Popular Caribbean Island, Grenada entertainer, Dionne Blaize has said that Nigerian ancestry runs in her blood, little wonder singing Afrobeats, a music genre of Nigeria origin comes naturally to her.
Dionne Blaize is a multi-talented entertainer. Aside from singing, she’s equally a songwriter, model, actress and screen play writer. She’s currently making waves with the audio and video of her latest single, ‘Can’t Forget’.
Her family is from the Caribbean Island, Grenada, but she grew up in Brooklyn New York, and is very passionate about music and the arts. “I love creating/writing life experiences and feelings through song. I love creating music that makes people think and also feel good.
“According to my mother, I started singing as early as six months old. My father was a self-taught musician because he grew up poor in Carricou, Grenada. I sang in church, and in the performing arts in school. I also have siblings and uncles who are musicians. I’ve always been surrounded by music. I understand its power. It has the ability to make people feel certain emotions, and I love being a part of that.
“My father used to dance big drum in Carricou, Grenada. It was passed down to him from his mother and his grandmother, which I know was passed down the generational bloodline. They kept some of the African culture. I admired my father. He had a strong influence in my life, especially when it comes to music and the arts. I’ve always been interested in African culture. It’s not something that’s a part of the school curriculum in America, but I’ve always
been interested in learning and knowing more about it. From the moment I heard Afrobeats, I fell in love with it. It’s amazing music. I’m so very proud of where it’s come,” Blaize gushes.
Speaking further, she said: “I did an ancestry test and I happen to have Nigerian ancestry so it’s in my blood (laughs). It feels and comes so naturally to me doing Afrobeats. I feel like it’s a part of my calling. I feel our lives are already mapped out for us and I know this is where I’m supposed to be and what I’m supposed to be doing.
“I admire and I am a fan of many Nigerian artists like Burna Boy, Tems, Rema, Nomcebo, just to name a few. I love their style. I think they got the ‘it’ factor! There’s so many great Nigerian artists. I think they’re all amazing and I would love to be a part of it. I would love to do collaborations with them all.

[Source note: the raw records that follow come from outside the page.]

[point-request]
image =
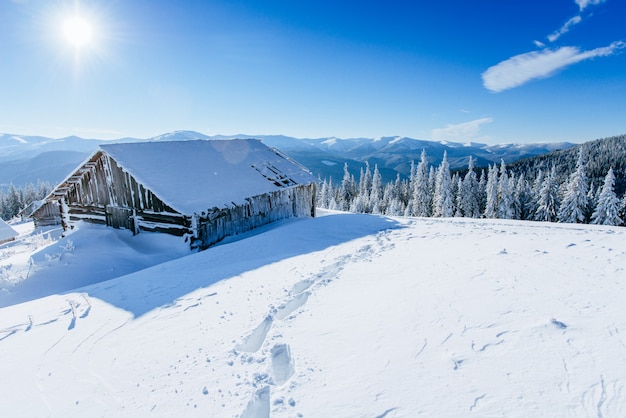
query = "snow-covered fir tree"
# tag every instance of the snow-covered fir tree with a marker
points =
(377, 205)
(505, 204)
(607, 210)
(548, 199)
(348, 190)
(523, 199)
(575, 203)
(443, 201)
(458, 213)
(491, 192)
(470, 193)
(421, 197)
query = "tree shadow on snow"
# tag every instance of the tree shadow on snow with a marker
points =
(163, 284)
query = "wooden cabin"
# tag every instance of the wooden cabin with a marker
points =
(204, 190)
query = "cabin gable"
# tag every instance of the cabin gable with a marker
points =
(110, 188)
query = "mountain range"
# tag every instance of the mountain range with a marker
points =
(27, 159)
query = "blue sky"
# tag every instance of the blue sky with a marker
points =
(486, 71)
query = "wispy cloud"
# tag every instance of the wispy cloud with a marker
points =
(523, 68)
(565, 28)
(461, 131)
(584, 3)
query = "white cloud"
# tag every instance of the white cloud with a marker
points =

“Nigerians are very strong people. I admire their determination/courage/drive. They are warriors! I think they have a very strong influence in African culture. I think they dominate/succeed in every field that they set their mind to. I think that they set the pace for Afrobeats. If someone would’ve said that Afrobeats would be where it is today, a lot of people wouldn’t have believed it, but look at the where it is now? I was so proud when I saw Burna Boy, Rema and Tems performing at the NBA halftime show. Amazing. That’s a great accomplishment!”
On her penchant to constantly dish out good music, Dionne Blaize reiterates that “I am in touch with my emotions and when I listen to a song it has to make me feel something. If the song is supposed to make me feel good and want to dance, then I should be on my feet dancing and smiling/feeling good! If that song is supposed to make me feel that person’s pain then I wanna feel that pain. When I hear a song for the first time, I’m listening with my emotions and if it can invoke the emotion it’s supposed to, then it’s good music to me.
“I hope that when people listen to my new single and watch my video that they feel the message that I’m trying to convey. I hope they get goosebumps!
“My future plan is to put out some great afrobeats music. I love creating, and I want to make music that makes people feel good. My focus is to drop some really happy good feeling music. I want to come to Nigeria and work with the great talented producers and artists there. I hope to come there and perform one day soon.”
Dionne Blaize considers herself to be an artist like Rihanna, in the sense that she does different genres of music. With her previous songs, she had delivered genres like R&B, reggae, dance, Soca, Pop and Afrobeats.
“I love music and I don’t like to lock myself into a box, but I feel that I have found my niche with Afrobeats,” she concluded.